Produced by James Jacks, Sean Daniel and Richard Linklater.
Photographed by Lee Daniel. Edited by Sandra Adair. Running
time: 97 minutes. Classified: R (for pervasive, continuous teen drug and
alcohol use and very strong language).
This film is a somewhat darker
version of "American Graffiti," set about ten years after that
film, in 1975. Again, it is the last day of high school, and the kids are
living it up before going on into the world or into the next year of
school. As with "Graffiti," there is a lot of cruising,
drinking, sex. I don't remember if the kids in "Graffiti" smoked
pot, but these kids do. Also, as with "Graffiti," there are many
subplots that weave in and out of one another.
Perhaps the most dominant one (among
equals) is the story of the quarterback on next year's (potentially
powerhouse) football team. His coach, presented as fifty years behind
the times, wants the whole team to sign a pledge that they won't drink,
smoke or use drugs all summer, for the sake of the team. The big moment,
supposedly, is when the kid throws the pledge back in the coach's face
unsigned and tells him that although he'd like to play football, he will
never sign such a document.

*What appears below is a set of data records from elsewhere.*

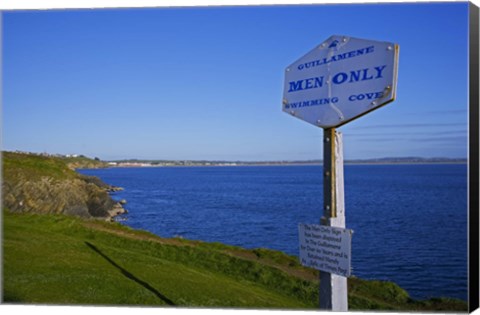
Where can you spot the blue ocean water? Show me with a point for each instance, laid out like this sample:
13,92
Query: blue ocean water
409,221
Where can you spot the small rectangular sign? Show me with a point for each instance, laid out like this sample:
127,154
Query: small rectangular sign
326,248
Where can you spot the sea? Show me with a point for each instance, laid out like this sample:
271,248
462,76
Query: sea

The film sees this as his great rite of
passage, the quarterback's affirmation of autonomy.
The school has a tradition in which
the seniors beat up on the incoming freshmen (girls on girls, boys on
boys). There is a lot of supposed fun with the seniors chasing the frosh and the frosh getting
even. As one who used to get beaten up by bigger kids when returning home
from school, I didn't find that whole theme very funny, but others might
look at it differently. The "initiation" process, however, is
for these kids another rite of passage. After the senior boys paddle the
freshman boys within an inch of their lives, they introduce them to their
world of booze, girls, pot, vandalism, cussing, etc.
The movie seems to be saying that
this is the right world to be a part of. The adults who try to restrict
access to it, especially the coach, are presented as demons and
impossible reactionaries. The kids who join that society are simply
doing what they must do, and nobody has a right to tell them
otherwise. Indeed, the heroic thing is to defy or deceive the
straight adults as much as possible.
There are no tragedies in this film.
Nobody dies of an overdose or an auto crash. Indeed, there is very little
plot. It's just a slice of life, well-directed and convincing in
its portrayals.
But the message of the film is appalling. Apparently it never occurs once to the filmmakers that the values of autonomy and peer-acceptance which they romanticize here are the values that have put our very civilization in jeopardy. Nor do they see anything wrong with the teen society which rationalizes drugs, drunkenness, fights, free sex, and hatred of the "straight" world. Many movies today have progressed beyond this moral viewpoint, though it was certainly the dominant one in the 1960s and '70s. For it is now painfully evident that there is a huge downside to this kind of teen-age fun. But this film is quite complacent about its '60s sensibility concerning the '70s. Someone should tell the makers of this film that they are the ones who are reactionary. The only ones whose message will not fade with time are those who get their values from God's Word.